You may want the on-fail=block for the promote action though.
in galera the datastore usually ends up corrupted if you stop half-way through an rsync, so we tell pacemaker to leave it alone :-(

> 
>>> (3) promote the designated slave as master
>>> (4) start the old master as slave
>> 
>> (4) is pretty tricky.  Assuming you use master/slave, its supposed to be in
>> this state already after the demote in step (1).
> 
> Back to Pacemaker and our RA. A demote in PostgreSQL is really a stop + start as
> slave. So after a demote, as the master actually did stopped and restart as
> slave, the designated slave to be promoted must have the "shutdown checkpoint"
> in its transaction log from the old master.
> 
>> If you’re just using clones,
>> then you’re in even more trouble because pacemaker either wouldn’t have
>> stopped it or won’t want to start it again.
> 
> We are using stateful clones with the master/slave role. 
> During a Pacemaker "move" (what I call a switchover), the resource is demoted
> in the source node and promoted in destination one.  Considering a demote in
> PostgreSQL is a stop/start(as slave), we are fine with (1) (3) and (4): 
> 
> (1) the demote did stop the old master (and restarted it as slave)
> (3) the designated slave is promoted 
> (4) the old master, connect to the new master
> 
> About (4), as the old master is restarted as a slave in (1), it just wait to
> be able to connect to the new master during (2) and (3) occurs. It might be
> either the "master IP address" that finally appears or some setup in the "post
> promote" notification, etc.
> 
>> See more below.
>> 
>>> As far as we understand Pacemaker, migrate-to and migrate-from capabilities
>>> allows to distinguish if we are moving a resource because of a failure or
>>> for a controlled switchover situation. Unfortunately, these capabilities
>>> are ignored for cloned and multi-state resources…
>> 
>> Yeah, this isn’t really the right use-case.
>> You need to be looking more at the promote/demote cycle.
>> 
>> If you turn on notifications, then in a graceful switchover (eg. the node is
>> going into standby) you will get information about which node has been
>> selected to become the new master when calling demote on the old master.
>> Perhaps you could ensure (2) while performing (1).
> 
> Our RA is already working. It already uses promote/demode notifications. See
> 
>  https://github.com/dalibo/pgsql-resource-agent/blob/master/multistate/script/pgsqlms
> 
> But I fail to understand how I could distinguish, even from notifications, a
> failing scenario from a move/switchover one.
> 
> During a failure on master, Pacemaker will first try to demote it and even
> fence the node if needed. In notification, I will receive the same informations
> than during a move, isn't it?

not quite

> 
> Or maybe you think about comparing active/master/slave/stop/inactive resources
> from notification between the pre and post-demote to deduce if the old master
> is still alive as a slave [1]?

right. if its a migration, then the old master will appear in both $OCF_RESKEY_CRM_meta_notify_master_uname and $OCF_RESKEY_CRM_meta_notify_demote_uname but not $OCF_RESKEY_CRM_meta_notify_stop_uname

> In this scenario, I suppose we would have to keep
> the name of the old master in a private attribute in the designated slave to be
> promoted to compare the states of the old master?

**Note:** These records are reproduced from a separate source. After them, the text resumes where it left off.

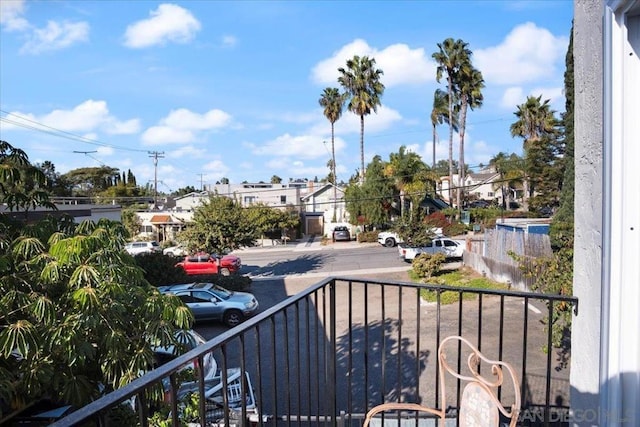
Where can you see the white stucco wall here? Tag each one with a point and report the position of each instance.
(585, 337)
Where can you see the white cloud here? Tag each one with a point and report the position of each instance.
(182, 126)
(302, 146)
(185, 119)
(512, 97)
(400, 63)
(188, 151)
(88, 116)
(11, 12)
(104, 151)
(529, 53)
(168, 23)
(215, 169)
(229, 41)
(158, 135)
(124, 128)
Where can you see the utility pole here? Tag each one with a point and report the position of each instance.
(155, 155)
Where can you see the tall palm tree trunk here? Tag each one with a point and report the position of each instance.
(361, 148)
(450, 139)
(435, 136)
(335, 178)
(461, 174)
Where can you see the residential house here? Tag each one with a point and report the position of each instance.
(319, 208)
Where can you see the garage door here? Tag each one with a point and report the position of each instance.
(314, 225)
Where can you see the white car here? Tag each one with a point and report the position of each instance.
(178, 250)
(389, 239)
(136, 248)
(451, 249)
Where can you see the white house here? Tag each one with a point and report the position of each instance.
(320, 207)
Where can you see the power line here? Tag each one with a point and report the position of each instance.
(49, 130)
(155, 155)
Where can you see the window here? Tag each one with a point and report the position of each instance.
(186, 298)
(201, 296)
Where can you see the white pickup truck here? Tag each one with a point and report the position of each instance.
(452, 249)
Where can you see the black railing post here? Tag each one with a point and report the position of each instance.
(333, 375)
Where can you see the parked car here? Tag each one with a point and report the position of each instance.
(341, 232)
(135, 248)
(177, 250)
(389, 239)
(208, 301)
(203, 263)
(452, 249)
(480, 204)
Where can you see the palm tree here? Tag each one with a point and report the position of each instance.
(451, 57)
(332, 101)
(536, 121)
(510, 170)
(440, 115)
(470, 85)
(411, 176)
(361, 82)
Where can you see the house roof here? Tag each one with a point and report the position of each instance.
(322, 189)
(162, 219)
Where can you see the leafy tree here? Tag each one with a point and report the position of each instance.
(131, 178)
(332, 101)
(184, 190)
(219, 226)
(55, 183)
(361, 82)
(22, 186)
(452, 56)
(93, 180)
(537, 125)
(265, 219)
(77, 318)
(411, 177)
(371, 203)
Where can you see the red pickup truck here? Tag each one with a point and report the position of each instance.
(203, 263)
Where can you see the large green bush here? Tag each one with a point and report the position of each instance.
(368, 237)
(426, 265)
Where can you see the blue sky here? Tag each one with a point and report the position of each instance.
(231, 88)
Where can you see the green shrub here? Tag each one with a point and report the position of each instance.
(455, 229)
(460, 278)
(426, 265)
(160, 269)
(368, 237)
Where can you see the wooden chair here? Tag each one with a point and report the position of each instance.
(479, 404)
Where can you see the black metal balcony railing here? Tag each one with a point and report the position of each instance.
(327, 355)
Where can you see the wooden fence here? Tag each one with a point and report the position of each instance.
(489, 255)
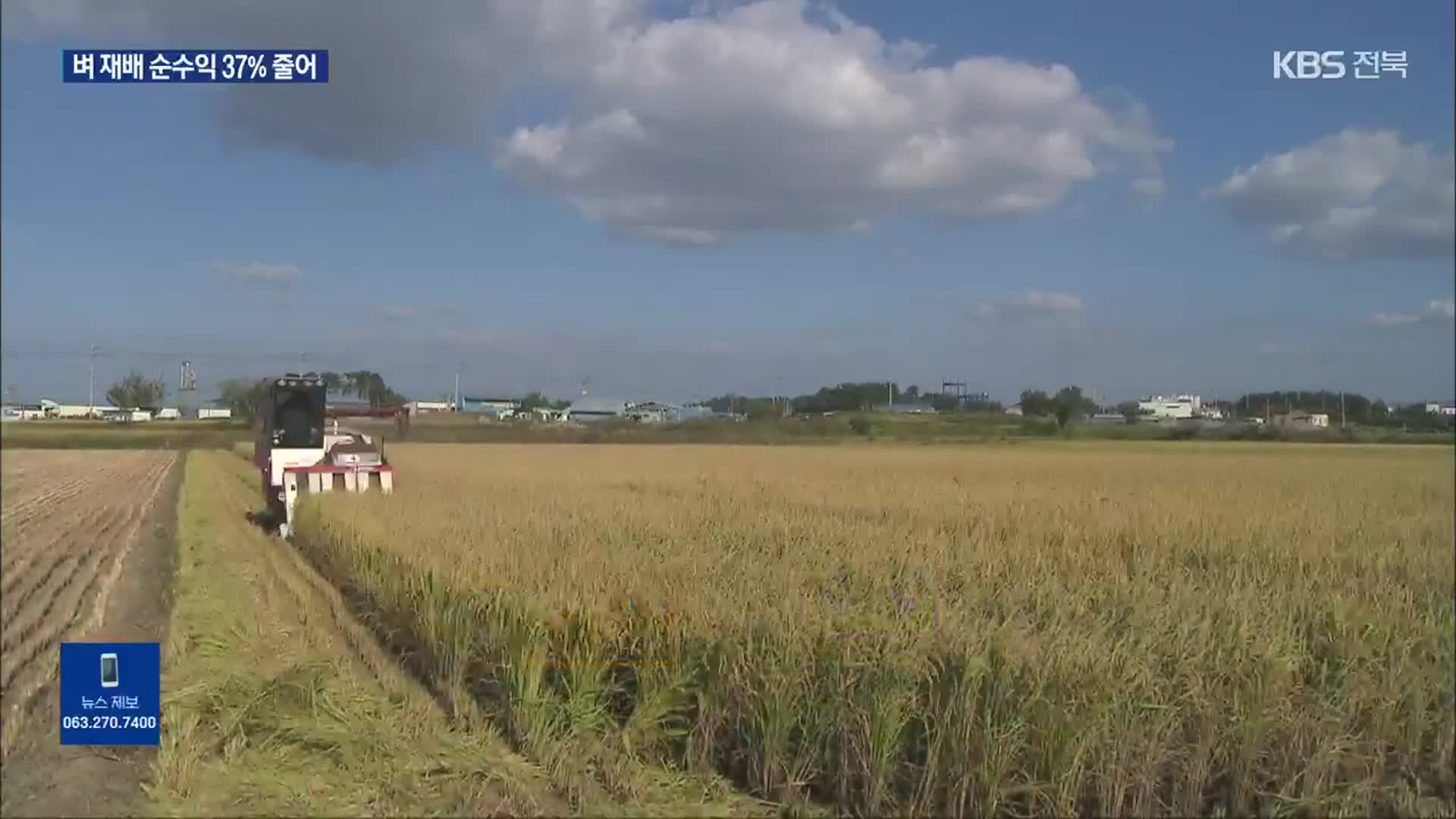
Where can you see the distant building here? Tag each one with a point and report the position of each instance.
(653, 413)
(1159, 407)
(908, 409)
(593, 410)
(128, 416)
(1302, 420)
(55, 410)
(419, 407)
(490, 407)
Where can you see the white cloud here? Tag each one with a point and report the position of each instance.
(258, 273)
(1031, 303)
(737, 118)
(402, 76)
(1436, 311)
(1394, 319)
(761, 118)
(1350, 196)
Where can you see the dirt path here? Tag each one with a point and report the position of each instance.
(89, 558)
(277, 701)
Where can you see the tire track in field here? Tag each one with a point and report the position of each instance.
(66, 596)
(17, 579)
(18, 515)
(27, 576)
(309, 592)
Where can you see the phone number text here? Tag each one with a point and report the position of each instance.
(108, 722)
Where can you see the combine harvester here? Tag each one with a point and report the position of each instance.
(300, 447)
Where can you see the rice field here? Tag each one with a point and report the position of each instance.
(69, 522)
(1034, 629)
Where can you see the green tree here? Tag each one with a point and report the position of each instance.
(1071, 404)
(137, 391)
(1036, 403)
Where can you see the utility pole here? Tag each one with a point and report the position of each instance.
(91, 384)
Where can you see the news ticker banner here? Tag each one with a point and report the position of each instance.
(111, 692)
(196, 66)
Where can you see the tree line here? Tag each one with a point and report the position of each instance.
(242, 395)
(1069, 403)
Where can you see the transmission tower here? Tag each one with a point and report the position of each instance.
(187, 392)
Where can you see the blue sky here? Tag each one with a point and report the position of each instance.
(682, 200)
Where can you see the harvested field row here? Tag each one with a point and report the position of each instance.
(1036, 629)
(66, 542)
(277, 701)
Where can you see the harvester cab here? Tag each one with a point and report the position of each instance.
(302, 449)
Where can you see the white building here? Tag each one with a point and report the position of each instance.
(1159, 407)
(1304, 420)
(417, 407)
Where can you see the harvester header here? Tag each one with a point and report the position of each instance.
(299, 452)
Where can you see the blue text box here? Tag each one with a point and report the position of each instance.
(111, 692)
(196, 66)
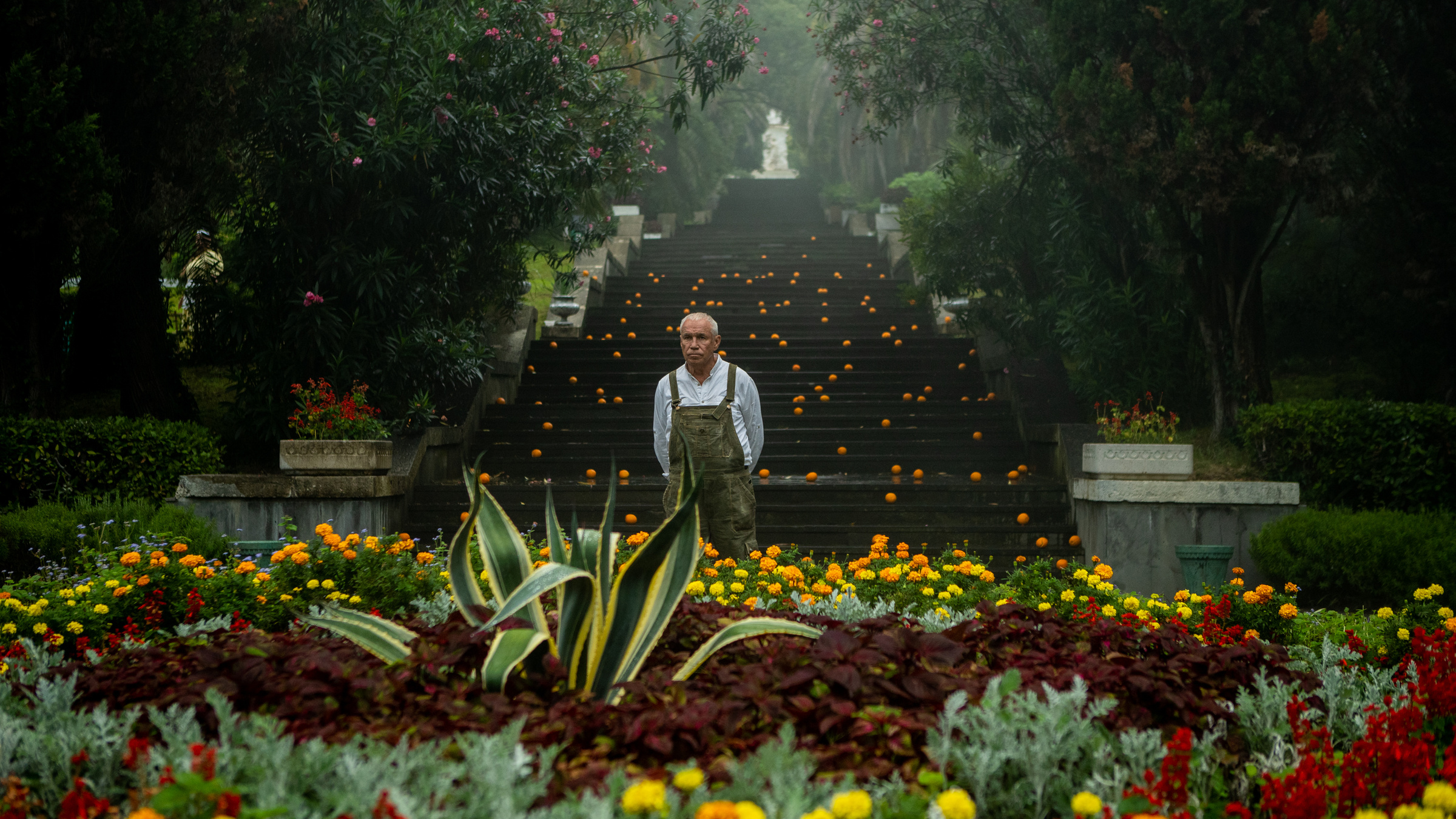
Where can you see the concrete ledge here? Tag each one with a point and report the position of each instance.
(1241, 493)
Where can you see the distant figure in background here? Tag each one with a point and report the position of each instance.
(715, 405)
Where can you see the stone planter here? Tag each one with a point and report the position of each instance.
(335, 457)
(1205, 566)
(1138, 461)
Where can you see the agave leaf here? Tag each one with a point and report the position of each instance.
(365, 635)
(743, 630)
(504, 554)
(539, 582)
(507, 650)
(644, 596)
(470, 598)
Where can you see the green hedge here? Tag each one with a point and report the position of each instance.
(56, 532)
(1358, 454)
(46, 459)
(1359, 559)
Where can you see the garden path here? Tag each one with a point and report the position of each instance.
(775, 269)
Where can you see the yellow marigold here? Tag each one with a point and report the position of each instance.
(720, 809)
(956, 803)
(688, 778)
(1087, 803)
(1440, 796)
(852, 805)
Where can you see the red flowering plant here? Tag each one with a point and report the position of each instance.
(324, 414)
(1154, 425)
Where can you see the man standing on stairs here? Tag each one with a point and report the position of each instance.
(715, 407)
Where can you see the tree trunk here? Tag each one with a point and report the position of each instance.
(121, 332)
(1224, 261)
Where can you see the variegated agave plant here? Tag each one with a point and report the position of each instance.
(609, 617)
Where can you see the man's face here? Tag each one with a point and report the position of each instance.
(699, 343)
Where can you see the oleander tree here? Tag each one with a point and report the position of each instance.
(411, 157)
(1190, 130)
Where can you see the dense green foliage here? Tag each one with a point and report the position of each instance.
(1129, 169)
(1358, 454)
(63, 534)
(1359, 559)
(42, 459)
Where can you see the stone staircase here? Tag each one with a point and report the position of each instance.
(812, 312)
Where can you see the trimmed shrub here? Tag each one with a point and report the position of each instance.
(56, 532)
(1358, 454)
(1359, 559)
(49, 459)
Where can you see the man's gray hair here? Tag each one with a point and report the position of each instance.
(711, 321)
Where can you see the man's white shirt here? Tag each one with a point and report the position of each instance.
(747, 414)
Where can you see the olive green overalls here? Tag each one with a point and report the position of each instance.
(726, 506)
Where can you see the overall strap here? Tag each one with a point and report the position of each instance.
(729, 397)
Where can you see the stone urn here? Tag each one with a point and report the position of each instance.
(1138, 461)
(309, 457)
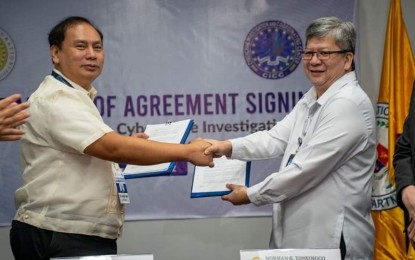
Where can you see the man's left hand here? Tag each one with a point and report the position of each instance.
(238, 196)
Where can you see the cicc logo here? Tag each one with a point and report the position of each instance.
(272, 49)
(7, 54)
(383, 192)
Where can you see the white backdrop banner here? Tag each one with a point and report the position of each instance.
(233, 66)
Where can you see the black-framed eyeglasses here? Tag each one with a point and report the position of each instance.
(322, 55)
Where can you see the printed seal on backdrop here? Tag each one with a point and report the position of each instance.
(272, 49)
(7, 54)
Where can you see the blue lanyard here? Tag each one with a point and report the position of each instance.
(61, 79)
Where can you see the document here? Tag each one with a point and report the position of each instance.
(170, 132)
(212, 181)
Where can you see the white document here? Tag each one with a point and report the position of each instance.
(171, 132)
(328, 254)
(212, 181)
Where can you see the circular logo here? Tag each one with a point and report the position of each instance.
(272, 49)
(7, 54)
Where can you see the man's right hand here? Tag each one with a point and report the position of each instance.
(11, 116)
(197, 154)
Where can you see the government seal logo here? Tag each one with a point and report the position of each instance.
(383, 192)
(272, 49)
(7, 54)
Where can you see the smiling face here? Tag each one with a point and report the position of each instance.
(323, 73)
(81, 55)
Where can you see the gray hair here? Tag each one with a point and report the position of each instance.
(343, 32)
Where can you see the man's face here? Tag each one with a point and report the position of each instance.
(81, 56)
(324, 72)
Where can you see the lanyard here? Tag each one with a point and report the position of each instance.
(61, 79)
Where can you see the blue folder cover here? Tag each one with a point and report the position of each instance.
(166, 171)
(220, 193)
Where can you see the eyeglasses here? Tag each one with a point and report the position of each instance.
(321, 55)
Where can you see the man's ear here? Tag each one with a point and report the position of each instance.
(349, 61)
(54, 51)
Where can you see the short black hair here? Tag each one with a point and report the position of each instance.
(57, 34)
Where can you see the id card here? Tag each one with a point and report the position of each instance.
(122, 188)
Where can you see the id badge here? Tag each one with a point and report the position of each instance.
(290, 159)
(122, 188)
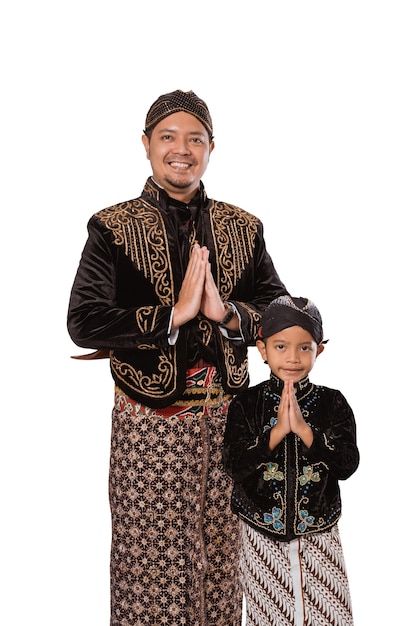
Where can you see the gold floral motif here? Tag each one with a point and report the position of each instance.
(158, 385)
(234, 238)
(146, 317)
(237, 375)
(138, 227)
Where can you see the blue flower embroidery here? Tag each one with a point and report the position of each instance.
(272, 472)
(306, 521)
(308, 475)
(274, 518)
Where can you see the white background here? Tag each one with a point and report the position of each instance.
(314, 108)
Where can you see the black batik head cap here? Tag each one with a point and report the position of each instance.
(286, 311)
(175, 102)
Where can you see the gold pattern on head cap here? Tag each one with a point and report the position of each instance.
(175, 102)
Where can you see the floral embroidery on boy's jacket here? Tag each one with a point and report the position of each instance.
(293, 490)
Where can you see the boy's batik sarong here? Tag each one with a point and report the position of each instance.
(298, 583)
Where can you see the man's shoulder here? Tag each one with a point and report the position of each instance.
(122, 210)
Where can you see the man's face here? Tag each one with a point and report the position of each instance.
(179, 151)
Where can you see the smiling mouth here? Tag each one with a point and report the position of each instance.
(180, 165)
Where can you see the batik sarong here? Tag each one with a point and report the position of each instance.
(298, 583)
(175, 542)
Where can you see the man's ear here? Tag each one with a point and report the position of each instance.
(262, 349)
(145, 141)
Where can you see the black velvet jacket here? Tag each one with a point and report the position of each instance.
(293, 490)
(128, 280)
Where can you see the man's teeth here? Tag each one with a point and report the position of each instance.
(181, 165)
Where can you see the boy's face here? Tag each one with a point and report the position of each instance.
(290, 353)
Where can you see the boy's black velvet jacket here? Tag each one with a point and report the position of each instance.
(128, 280)
(293, 490)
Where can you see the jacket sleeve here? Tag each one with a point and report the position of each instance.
(263, 285)
(334, 438)
(246, 446)
(95, 319)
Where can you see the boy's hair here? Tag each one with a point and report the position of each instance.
(287, 311)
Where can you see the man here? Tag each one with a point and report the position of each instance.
(171, 286)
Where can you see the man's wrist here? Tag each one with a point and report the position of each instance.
(230, 313)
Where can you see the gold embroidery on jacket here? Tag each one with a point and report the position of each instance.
(138, 227)
(159, 385)
(146, 318)
(237, 374)
(234, 237)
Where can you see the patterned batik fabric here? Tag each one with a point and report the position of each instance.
(175, 542)
(298, 583)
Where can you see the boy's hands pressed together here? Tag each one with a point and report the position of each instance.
(290, 419)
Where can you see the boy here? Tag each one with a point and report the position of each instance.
(287, 444)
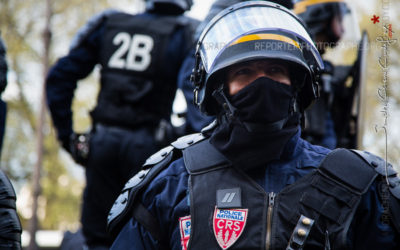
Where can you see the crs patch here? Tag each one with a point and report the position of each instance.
(228, 225)
(185, 224)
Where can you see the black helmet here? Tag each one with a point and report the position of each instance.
(178, 6)
(249, 31)
(317, 13)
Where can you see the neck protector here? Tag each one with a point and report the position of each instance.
(262, 124)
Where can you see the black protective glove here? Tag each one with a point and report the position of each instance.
(78, 147)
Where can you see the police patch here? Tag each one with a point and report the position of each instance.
(184, 228)
(228, 225)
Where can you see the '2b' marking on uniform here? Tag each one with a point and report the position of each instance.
(138, 48)
(185, 225)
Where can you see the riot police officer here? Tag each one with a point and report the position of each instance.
(324, 20)
(195, 120)
(249, 181)
(140, 56)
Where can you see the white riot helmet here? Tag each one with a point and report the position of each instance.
(249, 31)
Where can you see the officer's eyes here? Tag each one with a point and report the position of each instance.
(243, 71)
(276, 69)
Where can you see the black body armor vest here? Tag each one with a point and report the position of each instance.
(315, 212)
(321, 204)
(138, 75)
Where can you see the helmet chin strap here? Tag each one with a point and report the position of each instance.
(230, 112)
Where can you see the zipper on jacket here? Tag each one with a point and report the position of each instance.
(271, 200)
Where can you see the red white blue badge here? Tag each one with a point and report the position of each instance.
(185, 225)
(228, 225)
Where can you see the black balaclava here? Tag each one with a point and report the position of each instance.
(262, 122)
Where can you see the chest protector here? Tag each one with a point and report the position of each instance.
(315, 212)
(139, 70)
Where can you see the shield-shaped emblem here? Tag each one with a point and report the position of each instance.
(228, 225)
(185, 225)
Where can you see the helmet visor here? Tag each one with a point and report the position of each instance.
(253, 17)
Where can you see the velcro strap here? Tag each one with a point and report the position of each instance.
(322, 207)
(340, 193)
(349, 169)
(147, 220)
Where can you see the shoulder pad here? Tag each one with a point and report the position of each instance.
(383, 168)
(158, 157)
(209, 127)
(120, 211)
(188, 140)
(92, 24)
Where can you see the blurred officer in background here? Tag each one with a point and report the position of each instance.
(327, 121)
(140, 56)
(248, 181)
(195, 120)
(10, 226)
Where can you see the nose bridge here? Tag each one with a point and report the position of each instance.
(261, 72)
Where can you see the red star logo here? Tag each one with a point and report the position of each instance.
(375, 19)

OCF_RESKEY_CRM_meta_notify_master_uname should already have it

> 
> [1] https://github.com/ClusterLabs/pacemaker/blob/master/doc/Pacemaker_Explained/en-US/Ch-Advanced-Resources.txt#L942
> 
>> Its not ideal, but you could have (4) happen in the post-promote notification.
>> Notify actions aren’t /supposed/ to change resource state but it has been
>> done before.
> 
> The step 4 is fine, no problem with it, no need to mess with it, again, sorry
> for the confusion.
> 
> I am sure we can probably find a workaround to this problem, but it seems to me
> it requires some struggling and wrestling in the code to bend it to what we try
> to achieve.
> 
> I thought using migrate-to/migrate-from would have been much cleaner code and
> almost self documented compare to some more conditional blocks with complex
> manipulation and computation (eg. dealing with array of nodes to compare states
> during pre/post demote).

Far from it, migrate-to/migrate-from are incredibly complex inside pacemaker.